The major conclusion I draw from this paper is that objects, scales, abstractions are all the same in that they are all emergent through and as transformations. And these transformations themselves are comparisons.

So now let’s turn to my number as a participant-comparison. To begin this number is specific and located – it is the number that participated in the workshop Maths as a Cultural Practice. But it is not ‘there’ as in back in 2007 in the seminar room School of Australian Indigenous Knowledge Systems. Rather, that time and place was part of the event of the emergence of this number, but this writing is also part of the event. Lactic yeast was the participant-comparison for Pasteur just as it was for Latour also. For both of them paying attention to this comparison they were able to described what held together and what did not. Pasteur and the bath of lactic acid was the event for the emergence of lactic yeast, which again emerged slightly differently for Latour when Whitehead participated.

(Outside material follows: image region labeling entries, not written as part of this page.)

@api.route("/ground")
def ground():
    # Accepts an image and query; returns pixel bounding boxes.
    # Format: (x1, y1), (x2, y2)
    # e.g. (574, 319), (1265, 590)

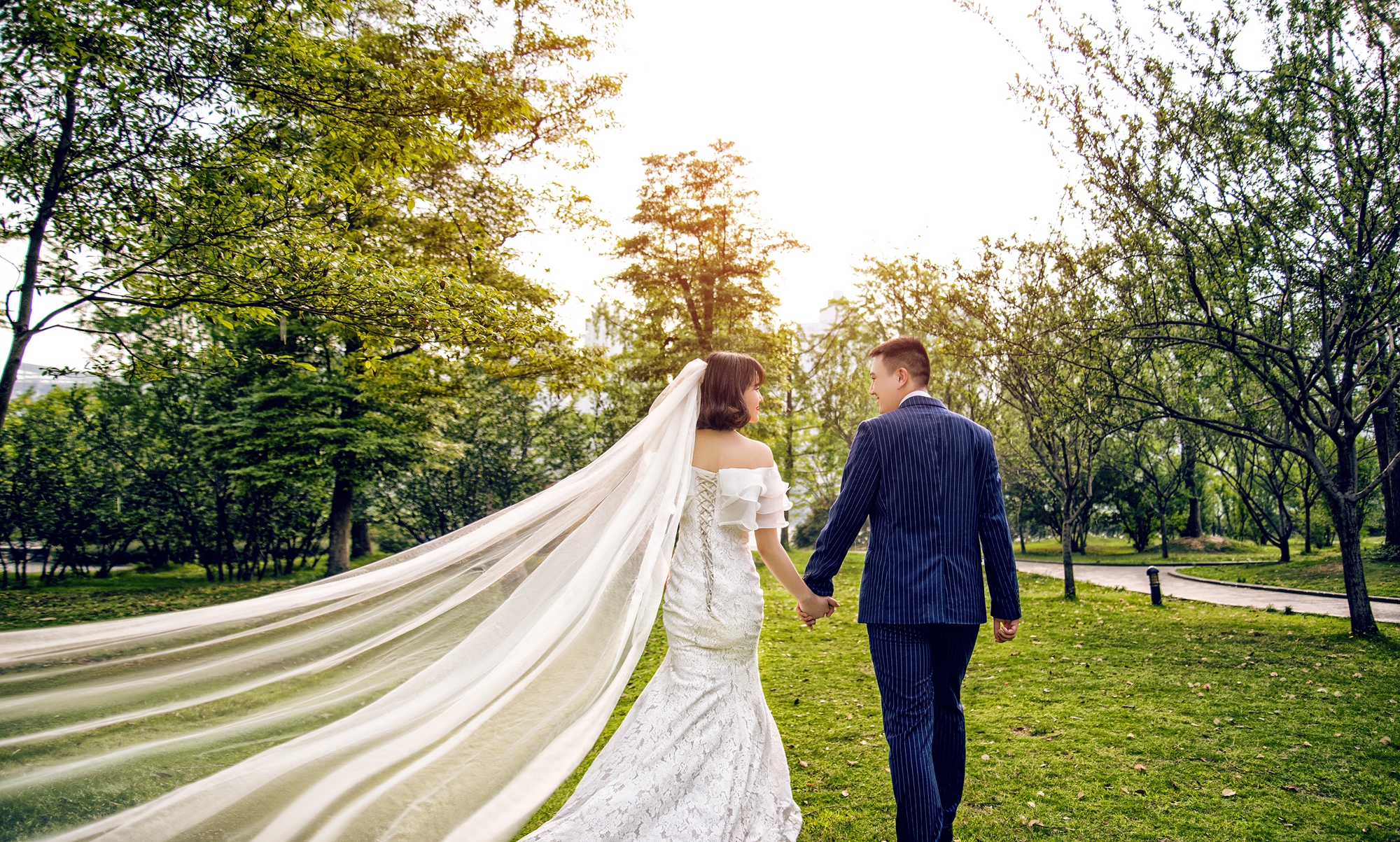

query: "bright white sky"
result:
(517, 0), (1067, 332)
(13, 0), (1081, 367)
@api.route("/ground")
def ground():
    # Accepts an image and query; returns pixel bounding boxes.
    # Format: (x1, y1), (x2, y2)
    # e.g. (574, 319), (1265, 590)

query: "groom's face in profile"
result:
(871, 357), (914, 416)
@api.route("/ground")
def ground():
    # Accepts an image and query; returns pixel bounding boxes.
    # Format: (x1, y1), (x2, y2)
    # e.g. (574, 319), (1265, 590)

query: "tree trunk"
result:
(0, 73), (78, 426)
(1182, 436), (1201, 534)
(781, 389), (794, 551)
(1156, 505), (1170, 558)
(1371, 392), (1400, 545)
(326, 457), (354, 576)
(1303, 496), (1312, 555)
(350, 519), (374, 558)
(1060, 503), (1075, 600)
(1329, 495), (1379, 638)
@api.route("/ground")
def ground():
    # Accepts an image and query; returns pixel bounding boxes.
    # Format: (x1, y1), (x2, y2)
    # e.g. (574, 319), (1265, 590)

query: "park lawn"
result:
(0, 552), (388, 631)
(1182, 554), (1400, 604)
(526, 552), (1400, 842)
(6, 552), (1400, 842)
(1012, 535), (1294, 563)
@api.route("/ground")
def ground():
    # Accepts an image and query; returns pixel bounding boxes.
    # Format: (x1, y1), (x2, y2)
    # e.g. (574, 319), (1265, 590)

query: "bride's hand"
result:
(797, 593), (841, 628)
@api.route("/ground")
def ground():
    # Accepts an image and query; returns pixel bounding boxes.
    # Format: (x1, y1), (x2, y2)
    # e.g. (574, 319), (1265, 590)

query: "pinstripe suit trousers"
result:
(867, 622), (980, 842)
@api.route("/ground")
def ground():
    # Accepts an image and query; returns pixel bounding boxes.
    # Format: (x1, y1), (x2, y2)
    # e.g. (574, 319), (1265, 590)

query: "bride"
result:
(525, 351), (837, 842)
(0, 354), (836, 842)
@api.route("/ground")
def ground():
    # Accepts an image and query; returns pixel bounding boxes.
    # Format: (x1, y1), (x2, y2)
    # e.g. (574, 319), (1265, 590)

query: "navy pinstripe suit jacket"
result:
(804, 395), (1021, 624)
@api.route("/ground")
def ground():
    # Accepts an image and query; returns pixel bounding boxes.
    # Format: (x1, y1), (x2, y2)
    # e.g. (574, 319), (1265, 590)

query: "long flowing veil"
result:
(0, 361), (704, 842)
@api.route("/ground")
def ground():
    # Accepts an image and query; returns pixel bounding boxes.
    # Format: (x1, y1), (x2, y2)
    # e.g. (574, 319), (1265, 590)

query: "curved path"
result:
(1016, 559), (1400, 622)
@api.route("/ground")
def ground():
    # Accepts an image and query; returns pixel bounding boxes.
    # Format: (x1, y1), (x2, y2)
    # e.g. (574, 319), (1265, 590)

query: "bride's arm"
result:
(753, 528), (841, 625)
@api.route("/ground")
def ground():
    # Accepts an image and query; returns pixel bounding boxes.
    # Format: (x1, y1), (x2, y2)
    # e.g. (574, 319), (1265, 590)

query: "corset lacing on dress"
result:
(696, 472), (720, 617)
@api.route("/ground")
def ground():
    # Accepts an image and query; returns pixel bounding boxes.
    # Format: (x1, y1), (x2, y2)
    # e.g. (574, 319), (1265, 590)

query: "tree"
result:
(1120, 420), (1194, 558)
(613, 140), (802, 384)
(1022, 0), (1400, 635)
(965, 242), (1119, 600)
(0, 0), (620, 422)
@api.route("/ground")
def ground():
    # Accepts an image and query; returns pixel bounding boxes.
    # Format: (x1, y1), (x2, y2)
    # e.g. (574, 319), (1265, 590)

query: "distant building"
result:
(10, 363), (99, 398)
(799, 290), (846, 336)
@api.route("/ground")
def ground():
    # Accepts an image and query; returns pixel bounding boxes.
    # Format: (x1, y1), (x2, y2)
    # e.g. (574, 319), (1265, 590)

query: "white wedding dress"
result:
(525, 467), (802, 842)
(0, 361), (801, 842)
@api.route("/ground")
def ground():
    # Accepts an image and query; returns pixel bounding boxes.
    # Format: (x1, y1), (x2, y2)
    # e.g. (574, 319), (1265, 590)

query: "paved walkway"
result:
(1016, 561), (1400, 622)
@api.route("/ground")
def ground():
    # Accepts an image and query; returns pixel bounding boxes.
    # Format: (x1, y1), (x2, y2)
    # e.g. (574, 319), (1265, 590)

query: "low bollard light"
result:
(1147, 568), (1162, 605)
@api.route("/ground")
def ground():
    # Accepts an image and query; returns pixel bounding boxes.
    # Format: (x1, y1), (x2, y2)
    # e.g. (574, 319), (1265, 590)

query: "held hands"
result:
(991, 617), (1021, 643)
(797, 593), (841, 628)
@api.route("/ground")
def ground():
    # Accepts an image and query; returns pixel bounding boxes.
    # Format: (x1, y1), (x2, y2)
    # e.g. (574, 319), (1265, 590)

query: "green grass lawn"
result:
(1012, 535), (1310, 563)
(0, 552), (1400, 842)
(1182, 552), (1400, 596)
(526, 552), (1400, 842)
(0, 552), (388, 631)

Lactic acid was the participant-comparison that together with Latour brought Whitehead to the bath and Pasture to philosophy. And so, my participant-comparison is also what brings me to this workshop and the workshop to philosophy.

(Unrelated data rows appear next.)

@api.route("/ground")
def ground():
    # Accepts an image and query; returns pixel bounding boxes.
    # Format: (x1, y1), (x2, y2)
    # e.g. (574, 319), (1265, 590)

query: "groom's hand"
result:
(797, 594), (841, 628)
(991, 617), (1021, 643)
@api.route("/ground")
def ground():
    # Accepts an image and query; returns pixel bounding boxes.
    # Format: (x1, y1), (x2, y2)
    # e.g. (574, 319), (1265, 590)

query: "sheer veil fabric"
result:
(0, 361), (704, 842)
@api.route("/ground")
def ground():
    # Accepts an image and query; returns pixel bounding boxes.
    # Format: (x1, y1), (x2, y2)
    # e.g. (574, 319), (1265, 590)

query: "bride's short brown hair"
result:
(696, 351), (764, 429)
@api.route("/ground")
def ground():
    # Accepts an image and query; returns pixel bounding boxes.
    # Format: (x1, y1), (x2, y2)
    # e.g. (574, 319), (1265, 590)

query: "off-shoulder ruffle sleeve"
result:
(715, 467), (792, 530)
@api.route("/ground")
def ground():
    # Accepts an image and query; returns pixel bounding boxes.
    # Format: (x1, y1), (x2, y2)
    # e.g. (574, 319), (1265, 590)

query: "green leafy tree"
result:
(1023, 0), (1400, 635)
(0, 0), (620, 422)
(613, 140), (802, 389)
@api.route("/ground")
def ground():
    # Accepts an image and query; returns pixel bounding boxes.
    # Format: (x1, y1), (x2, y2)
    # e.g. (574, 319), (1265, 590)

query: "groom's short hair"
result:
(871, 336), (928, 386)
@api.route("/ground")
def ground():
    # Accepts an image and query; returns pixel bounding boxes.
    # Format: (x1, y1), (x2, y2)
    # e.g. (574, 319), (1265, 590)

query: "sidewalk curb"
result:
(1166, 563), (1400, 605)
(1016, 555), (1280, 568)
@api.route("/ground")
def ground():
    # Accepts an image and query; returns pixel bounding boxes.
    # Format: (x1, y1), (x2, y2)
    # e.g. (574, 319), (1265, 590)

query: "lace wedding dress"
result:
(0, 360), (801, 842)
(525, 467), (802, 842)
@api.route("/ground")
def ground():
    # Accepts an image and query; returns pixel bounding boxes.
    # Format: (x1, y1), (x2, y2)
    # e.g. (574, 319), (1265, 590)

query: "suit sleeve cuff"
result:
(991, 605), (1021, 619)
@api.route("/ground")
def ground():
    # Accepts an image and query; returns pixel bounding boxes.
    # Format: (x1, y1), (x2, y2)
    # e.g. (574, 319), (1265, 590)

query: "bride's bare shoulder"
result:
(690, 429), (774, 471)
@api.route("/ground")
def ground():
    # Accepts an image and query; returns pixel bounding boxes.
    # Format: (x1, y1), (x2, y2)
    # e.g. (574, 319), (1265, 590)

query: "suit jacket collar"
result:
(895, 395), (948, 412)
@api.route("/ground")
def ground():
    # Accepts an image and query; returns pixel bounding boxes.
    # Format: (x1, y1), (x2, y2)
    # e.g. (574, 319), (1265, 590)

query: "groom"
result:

This participant-comparison is a matter of concern. The central concern is can Western knowledge and Indigenous knowledge find ways of living together in the educational institutions in North East Arnhem Land? As participant-comparison number is an active entity in the problem, holding both the potential for making comparisons but also rejecting comparisons. As a participant-comparison number may also be accepted or rejected. The point is, in a workshop involving people from very different knowledge traditions, number participates not as the answer, not as what is to be achieved or not, but as a participant in the very problem of what this comparative work is doing.

  • Holbraad, M. & Pedersen, M.A., (2009) ‘Planet M: The intense abstraction of Marilyn Strathern’ Anthropological Theory, 9(4), 371-394.